Hades85 hat gesagt.:


> N>=1, dann fängt die Folge für mich mit der 1 an. Dachte aber die Erhöhung dessen wäre an Bedingungen geknüpft.
> 
> Das heißt es ist eine Endlosschleife und die Ausgabe müsste alle ungeraden natürlichen Zahlen sein. Also wenn ich euch richtig verstehe.

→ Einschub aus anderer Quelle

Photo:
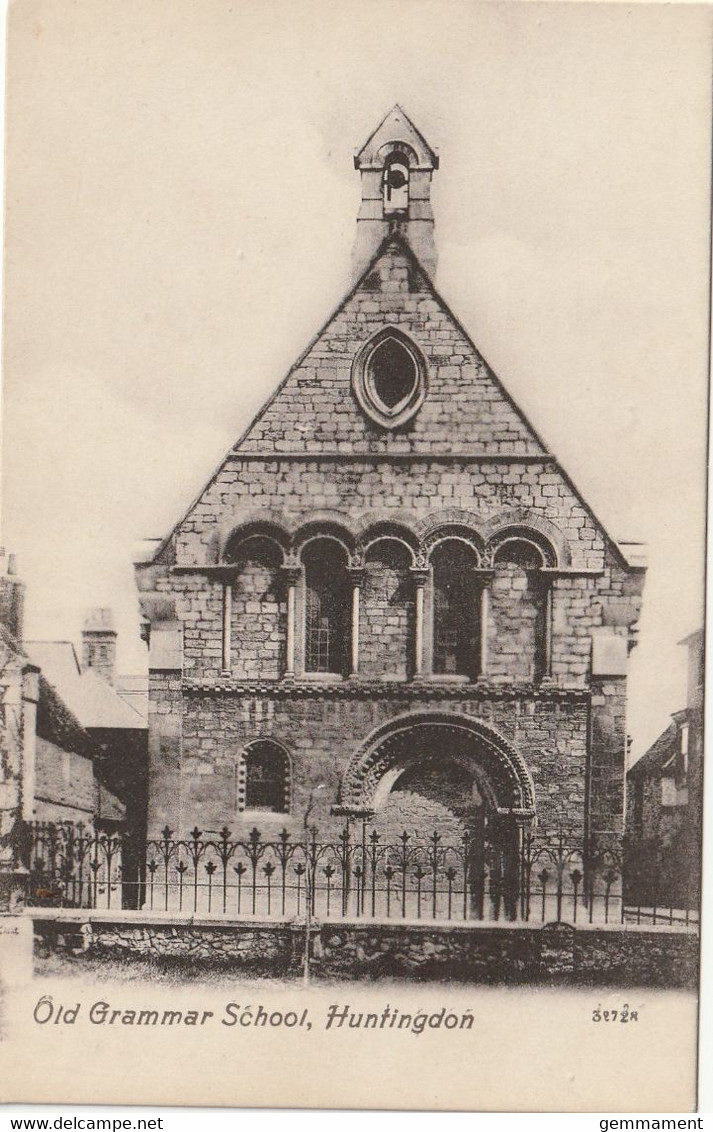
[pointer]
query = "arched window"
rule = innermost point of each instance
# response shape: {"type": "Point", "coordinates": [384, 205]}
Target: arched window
{"type": "Point", "coordinates": [385, 645]}
{"type": "Point", "coordinates": [258, 610]}
{"type": "Point", "coordinates": [396, 183]}
{"type": "Point", "coordinates": [388, 377]}
{"type": "Point", "coordinates": [456, 609]}
{"type": "Point", "coordinates": [326, 607]}
{"type": "Point", "coordinates": [516, 637]}
{"type": "Point", "coordinates": [264, 778]}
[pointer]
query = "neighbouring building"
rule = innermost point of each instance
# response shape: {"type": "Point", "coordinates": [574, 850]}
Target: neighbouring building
{"type": "Point", "coordinates": [664, 802]}
{"type": "Point", "coordinates": [51, 770]}
{"type": "Point", "coordinates": [391, 600]}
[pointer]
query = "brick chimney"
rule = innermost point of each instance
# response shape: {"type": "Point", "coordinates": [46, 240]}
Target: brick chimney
{"type": "Point", "coordinates": [11, 597]}
{"type": "Point", "coordinates": [99, 644]}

Ist dir klar, was dabei mit der Folge von natürlichen Zahlen gemeint ist?


----------



## DefconDev (14. Mrz 2018)

Alle natürlichen Zahlen ausser die Null. Oder was meinst du genau?


----------



## mrBrown (14. Mrz 2018)

Kannst du ein Beispiel für so eine Folge geben?


----------



## DefconDev (15. Mrz 2018)

N={1,2,3,4,5,6,7,...}


----------



## mrBrown (15. Mrz 2018)

Das sind die natürlichen Zahlen ^^

In diesem Fall geht es allerdings um eine Folge natürlicher Zahlen.
1,2,3,4,5 ist dafür nur ein Beispiel von unendlich vielen, genauso wäre 321,456,987,1 möglich


----------



## DefconDev (15. Mrz 2018)

Ist eine Folge eine begrenzte Sache?


----------



## mrBrown (15. Mrz 2018)

Ja, in der Aufgabe ist doch auch das Ende angegeben mit a_N


----------



## DefconDev (15. Mrz 2018)

Wieso ist das das Ende? N ist doch der Index, und wo wird N begrenzt?


----------



## mrBrown (15. Mrz 2018)

Die Folge besteht aus n Zahlen, diese sind durchnummeriert von 1 bis n.
Die einzelnen Zahlen werden a_1, a_2, ..., a_n bezeichnet.
Deren Wert ist jeweils irgendeine Zahl aus den natürlichen Zahlen.




mrBrown hat gesagt.:


> a_N


hier muss es a_n und nicht a_N sein


----------